Unnamed: 0,Country,Value,Series Name
0,Afghanistan,0.5,Agriculture census (Availability score over 20...
1,Afghanistan,0.0,Agriculture survey (Availability score over 10...
2,Afghanistan,0.0,Availability of Comparable Poverty headcount r...
3,Afghanistan,1.0,"Availability of Mortality rate, under-5 (per 1..."
4,Afghanistan,0.0,Business process


## Step 3: Further Cleaning the Data
Datasets of this nature often contain errors, typos, or specific characteristics that need to be cleaned (and, in many cases, removed) to ensure the data is coherent and suitable for analyzing the variables of interest. Thus, we will proceed with the respective cleaning process for each dataset.

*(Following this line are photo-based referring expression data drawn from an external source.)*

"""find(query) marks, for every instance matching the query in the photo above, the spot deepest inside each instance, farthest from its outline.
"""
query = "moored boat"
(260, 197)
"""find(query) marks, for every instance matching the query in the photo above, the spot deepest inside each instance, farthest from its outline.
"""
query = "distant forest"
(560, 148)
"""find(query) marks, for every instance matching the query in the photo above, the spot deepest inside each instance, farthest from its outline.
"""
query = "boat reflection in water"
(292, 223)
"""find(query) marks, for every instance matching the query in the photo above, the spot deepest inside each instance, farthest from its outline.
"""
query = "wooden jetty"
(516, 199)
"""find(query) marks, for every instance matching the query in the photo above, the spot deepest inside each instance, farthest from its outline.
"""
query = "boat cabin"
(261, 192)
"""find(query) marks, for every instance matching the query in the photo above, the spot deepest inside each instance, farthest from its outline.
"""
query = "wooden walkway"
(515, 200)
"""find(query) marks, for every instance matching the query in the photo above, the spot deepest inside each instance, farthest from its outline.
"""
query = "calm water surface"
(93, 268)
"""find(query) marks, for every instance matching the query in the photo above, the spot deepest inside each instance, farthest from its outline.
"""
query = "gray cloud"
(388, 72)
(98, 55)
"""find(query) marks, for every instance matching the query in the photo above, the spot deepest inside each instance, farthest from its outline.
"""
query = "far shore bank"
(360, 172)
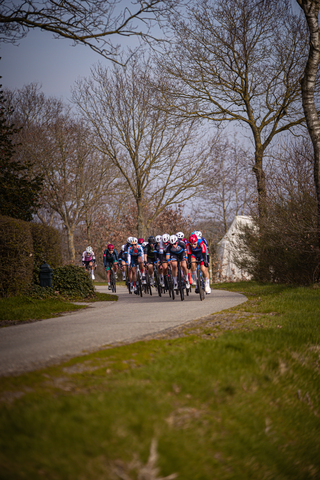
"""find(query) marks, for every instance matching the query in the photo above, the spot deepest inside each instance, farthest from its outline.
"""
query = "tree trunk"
(140, 219)
(72, 252)
(261, 182)
(88, 227)
(308, 83)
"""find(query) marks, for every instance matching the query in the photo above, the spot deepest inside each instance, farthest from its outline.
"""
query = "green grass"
(243, 406)
(24, 308)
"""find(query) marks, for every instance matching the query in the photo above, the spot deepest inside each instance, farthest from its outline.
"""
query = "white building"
(227, 247)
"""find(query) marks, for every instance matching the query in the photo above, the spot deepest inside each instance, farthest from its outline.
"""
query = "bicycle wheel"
(171, 286)
(114, 288)
(139, 283)
(180, 284)
(149, 283)
(200, 284)
(157, 281)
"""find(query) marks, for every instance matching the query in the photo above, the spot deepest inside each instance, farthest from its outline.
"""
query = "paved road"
(31, 346)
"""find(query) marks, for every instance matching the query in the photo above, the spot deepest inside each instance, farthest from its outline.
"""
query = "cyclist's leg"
(206, 278)
(174, 268)
(123, 269)
(184, 272)
(108, 275)
(194, 269)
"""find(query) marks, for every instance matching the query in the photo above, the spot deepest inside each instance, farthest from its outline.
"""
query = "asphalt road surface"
(30, 346)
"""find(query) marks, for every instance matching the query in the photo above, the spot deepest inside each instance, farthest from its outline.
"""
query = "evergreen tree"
(18, 192)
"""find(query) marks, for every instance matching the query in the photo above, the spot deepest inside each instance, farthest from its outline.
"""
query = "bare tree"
(238, 61)
(228, 186)
(308, 85)
(76, 176)
(159, 157)
(94, 23)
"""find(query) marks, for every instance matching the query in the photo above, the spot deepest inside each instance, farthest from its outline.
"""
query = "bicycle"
(113, 281)
(147, 286)
(90, 267)
(128, 284)
(200, 282)
(181, 284)
(170, 282)
(139, 282)
(157, 283)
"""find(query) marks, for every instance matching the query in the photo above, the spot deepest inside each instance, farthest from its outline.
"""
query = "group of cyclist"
(158, 252)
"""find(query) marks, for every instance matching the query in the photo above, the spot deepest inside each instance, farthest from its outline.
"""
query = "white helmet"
(166, 238)
(173, 239)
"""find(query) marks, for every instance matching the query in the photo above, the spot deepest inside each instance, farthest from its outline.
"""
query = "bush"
(16, 260)
(46, 248)
(284, 248)
(72, 281)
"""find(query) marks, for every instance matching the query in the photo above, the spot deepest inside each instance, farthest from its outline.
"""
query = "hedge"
(24, 247)
(46, 248)
(16, 260)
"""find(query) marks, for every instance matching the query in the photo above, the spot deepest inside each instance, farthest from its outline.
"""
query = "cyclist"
(110, 260)
(158, 247)
(134, 259)
(122, 258)
(165, 239)
(150, 255)
(197, 251)
(181, 237)
(176, 250)
(201, 238)
(89, 259)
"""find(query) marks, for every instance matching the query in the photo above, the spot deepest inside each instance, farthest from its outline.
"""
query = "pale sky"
(40, 58)
(53, 63)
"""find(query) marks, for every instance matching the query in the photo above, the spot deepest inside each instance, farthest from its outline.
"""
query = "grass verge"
(220, 399)
(23, 309)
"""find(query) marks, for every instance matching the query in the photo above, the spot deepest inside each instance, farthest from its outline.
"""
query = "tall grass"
(243, 406)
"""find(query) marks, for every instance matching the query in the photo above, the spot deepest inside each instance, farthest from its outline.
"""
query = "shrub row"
(24, 247)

### Step 3.1: Cleaning the UN Data
For the UN dataset, it is necessary to select only official countries and exclude all non-country entries (regions, special areas, unrecognized nations). This is because we will work exclusively with country-level (official) information, which is the first requirement for merging the data with the WB dataset, which is also at the official country level.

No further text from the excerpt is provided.